Check what insurance you are paying for inside your fund. It depends on your own situation, but with independen­t kids (and I suspect you have paid off your mortgage), you may need less insurance. Remember, it does get more expensive as we age.

It really does depend on your risk profile and the sleep-at-night test, but I hope to be around for a while, so my super is still pretty much growth. With the All Accumulati­on Index (that is our share index plus any dividends) up some 29% in the past financial year, it was a great year for growth funds, but of course they could easily go backwards next year.

The great news is that inside your existing funds you can hold the type of assets you want. You mention Trilogy, which is a well-regarded property manager. You could certainly hold incomeprod­ucing property assets in your current funds if you wanted to. Big super managers will have property in all their broad investment options and most will allow you to select a property option if you wish. This, I think, is the big issue in running your own SMSF or sticking with a big, low-cost super fund. An SMSF will have set-up costs, annual tax lodgement costs and all the usual running costs associated with your own legal structure. I reckon mine costs all up about $3000 a year. This is why it is generally said that you need more than $300,000 in your own fund. Personally, I’d hate to pay 1% of my fund in costs each year, so I would suggest double that. There are plenty of big funds that will manage your money for under 0.5%.

Where an SMSF works is when you are actively managing it. This could be investment property, direct shares or private equity.
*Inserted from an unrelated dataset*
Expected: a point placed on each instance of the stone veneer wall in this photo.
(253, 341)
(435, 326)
But what I don’t like is people setting up an SMSF, paying big costs for that and then placing the money with managers who charge more fees!

What I would like you to do is to look at the funds you have now. Review performanc­e, fees and your insurance. You should look at a couple of the big funds such as Australian­Super and Hostplus and see if their options may suit you in terms of conservati­ve income, but at a very low cost.

As you can tell, I am more than happy for you to start an SMSF, but I want you to get value for the costs you pay and I am far from convinced that for a conservati­ve investor the value is there.

You also ask about conservati­ve income-type options. Personally, I do love my quality Aussie shares for this. Yes, I get ups and downs with the market, but the 3.5% to 4% income comes to us fully franked with no hassle. Property also does this perfectly well, as do other income-type assets such as bonds and fixed interest. I don’t know Trilogy in any detail, but it has been around for over 20 years and, very importantl­y, its board and executive team have substantia­l experience. What my eye goes straight to is projected returns. If they are very high, this will always indicate a potential scam or bunch of rogues. I see, for example, that Trilogy is showing a bit over 3% as the annualised return on its “Enhanced Income Fund”, which sounds about right. So, I think the big issue for you is whether to go with an SMSF or a big, low-cost fund. This is an important decision, so give it the time and research it deserves. Then I strongly agree with your comment to diversify outside super across income-type funds if these suit your conservati­ve nature and risk profile. Believe me, the higher the potential returns the higher the risk. A bit of thought and research about your money plans as you move closer to retirement will pay off big time when it comes to your financial security and, of course, one of the great joys in life – spoiling the grandkids!